Any time you choose a complex solution in place of a simple one, you raise the odds that it will contain components that will break or go obsolete. Not to mention that the more complex a solution is, the more expensive it is to debug and maintain.
JSF is an integral part of the JEE standard, true. However, it is a young platform with lots of warts in it and has already undergone some fairly significant changes. It will undergo more, no doubt.
The base servlet spec hasn't remained constant over the years, either, but it is mature enough that it's fairly unlike to change in ways that cause code breakage - unlike, say, the EL interfaces in JSF's low-level APIs.
Joined: Mar 17, 2012
JSP spec was older than JSF spec. People who preferred JSP spec over JSF are now stuck with code written to an obsolete spec. Newer is not always better either. Whether the spec is older or newer doesn't matter here. It's whether the aspect of the spec you are trying to use is stable or not that should matter.
Both solutions use the spec. Whether one solution is more complex or not is subjective.

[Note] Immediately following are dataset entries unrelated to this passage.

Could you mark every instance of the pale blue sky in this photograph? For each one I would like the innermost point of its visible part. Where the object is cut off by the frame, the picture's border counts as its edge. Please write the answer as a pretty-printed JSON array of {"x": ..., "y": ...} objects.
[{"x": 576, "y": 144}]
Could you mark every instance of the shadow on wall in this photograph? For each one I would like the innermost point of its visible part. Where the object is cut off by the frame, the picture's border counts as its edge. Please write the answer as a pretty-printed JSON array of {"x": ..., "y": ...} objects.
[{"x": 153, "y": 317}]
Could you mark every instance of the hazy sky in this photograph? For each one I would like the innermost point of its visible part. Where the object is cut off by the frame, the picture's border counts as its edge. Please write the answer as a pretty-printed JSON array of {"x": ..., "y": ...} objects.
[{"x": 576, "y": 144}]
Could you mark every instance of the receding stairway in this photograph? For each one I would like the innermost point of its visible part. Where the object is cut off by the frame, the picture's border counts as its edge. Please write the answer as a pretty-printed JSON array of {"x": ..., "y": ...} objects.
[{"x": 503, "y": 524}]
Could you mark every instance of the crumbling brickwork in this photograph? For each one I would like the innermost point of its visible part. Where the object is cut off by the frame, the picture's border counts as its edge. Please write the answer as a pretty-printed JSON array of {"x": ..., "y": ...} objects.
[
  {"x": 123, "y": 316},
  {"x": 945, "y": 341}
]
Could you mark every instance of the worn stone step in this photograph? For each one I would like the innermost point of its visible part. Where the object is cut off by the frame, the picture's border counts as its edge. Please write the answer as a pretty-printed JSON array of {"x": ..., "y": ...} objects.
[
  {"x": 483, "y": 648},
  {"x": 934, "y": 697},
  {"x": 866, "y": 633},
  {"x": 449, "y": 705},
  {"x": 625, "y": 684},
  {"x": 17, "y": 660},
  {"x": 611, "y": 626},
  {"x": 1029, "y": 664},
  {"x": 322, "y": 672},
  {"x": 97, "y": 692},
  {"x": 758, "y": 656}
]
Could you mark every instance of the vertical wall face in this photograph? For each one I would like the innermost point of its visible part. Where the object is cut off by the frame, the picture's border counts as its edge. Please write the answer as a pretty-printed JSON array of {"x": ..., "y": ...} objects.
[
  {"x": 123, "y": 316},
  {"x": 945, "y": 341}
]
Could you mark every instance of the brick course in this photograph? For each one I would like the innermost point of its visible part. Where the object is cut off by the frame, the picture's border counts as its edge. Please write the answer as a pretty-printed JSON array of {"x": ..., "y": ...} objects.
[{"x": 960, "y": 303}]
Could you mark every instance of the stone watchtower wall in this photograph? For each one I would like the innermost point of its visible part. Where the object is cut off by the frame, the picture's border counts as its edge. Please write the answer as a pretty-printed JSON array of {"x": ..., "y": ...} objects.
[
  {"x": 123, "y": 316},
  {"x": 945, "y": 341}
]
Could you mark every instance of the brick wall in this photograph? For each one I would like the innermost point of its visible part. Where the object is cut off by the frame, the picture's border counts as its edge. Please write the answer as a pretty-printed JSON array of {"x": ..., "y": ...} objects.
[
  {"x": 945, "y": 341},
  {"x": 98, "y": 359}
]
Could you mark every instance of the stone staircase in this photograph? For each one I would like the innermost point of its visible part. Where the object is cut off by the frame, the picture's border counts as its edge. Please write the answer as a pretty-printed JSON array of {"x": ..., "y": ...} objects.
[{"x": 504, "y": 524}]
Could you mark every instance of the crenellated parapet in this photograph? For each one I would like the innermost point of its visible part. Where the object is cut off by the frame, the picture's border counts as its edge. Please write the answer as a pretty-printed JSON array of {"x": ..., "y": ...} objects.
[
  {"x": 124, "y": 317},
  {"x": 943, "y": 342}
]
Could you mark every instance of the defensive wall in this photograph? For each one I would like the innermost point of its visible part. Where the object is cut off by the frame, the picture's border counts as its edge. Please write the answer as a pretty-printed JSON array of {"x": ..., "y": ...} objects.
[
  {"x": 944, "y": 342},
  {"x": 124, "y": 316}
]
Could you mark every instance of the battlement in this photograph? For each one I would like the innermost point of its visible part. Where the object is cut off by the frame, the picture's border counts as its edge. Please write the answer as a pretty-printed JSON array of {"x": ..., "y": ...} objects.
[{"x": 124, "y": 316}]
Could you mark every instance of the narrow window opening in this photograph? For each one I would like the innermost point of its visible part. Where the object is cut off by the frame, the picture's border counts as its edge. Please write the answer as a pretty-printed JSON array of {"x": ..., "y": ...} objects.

The JSF spec is there to shield you away from working with the Servlet APIs in the first place. There are still cases when developers find themselves having to fall back to the servlet APIs. The developers of the JSF spec (linked to above) immediately develop JSF features for those cases to bridge those gaps.
Global error handling and file upload/download were some of those gaps that they have already filled.
[ UD: Please don't quote the entire post for each response. It's clear which post you're referring to in that case. ]
JSF was never intended to supplant servlets. In point of fact, JSF relies on a servlet to act as its master Controller. However, JSF was designed to solve a particular set of problems, not be a universal solution, and one of the things I like about JSF is that unlike older, more unwieldy frameworks, it doesn't have to be in control in cases where its particular strengths don't apply.
JSF is designed to provide an exceptionally clean and simple MVC implementation for JEE. But not every web request requires MVC. There is no benefit to ramming non-MVC transactions through an MVC framework. Instead of coding a simple stock servlet that creates content for downloading and ships it out via techniques well-documented in just about any introductory J2EE book, you're proposing using the FacesServlet to accept an incoming request, which is then going to have to go to all the trouble of constructing a FacesContext, Component Object tree, EL context and various and sundry other artifacts that will exist only for the life of that HTTP request. And then you're going to tell JSF to chuck it all because you're taking over the output stream. The illogic of waste, Mr. Spock.
I practice what I preach. Everything must be as simple as possible, but no simpler. I have very few webapps that exploit JSF internal functions or data structures, because JSF is so good at what it does and because JSF gives me the flexibility to extend outside of itself when the solution is more effective that way.
I did however, get seriously nailed because one of them required hooks into the EL subsystem and that part of JSF changed radically not long ago. Java is not Microsoft where they just up and discard an API in favor of a newer, allegedly better but totally incompatible API, so any change of that magnitude isn't done frivolously. But it was done and it cost me. Just because an architecture is a standard doesn't mean that its lower levels are immutable.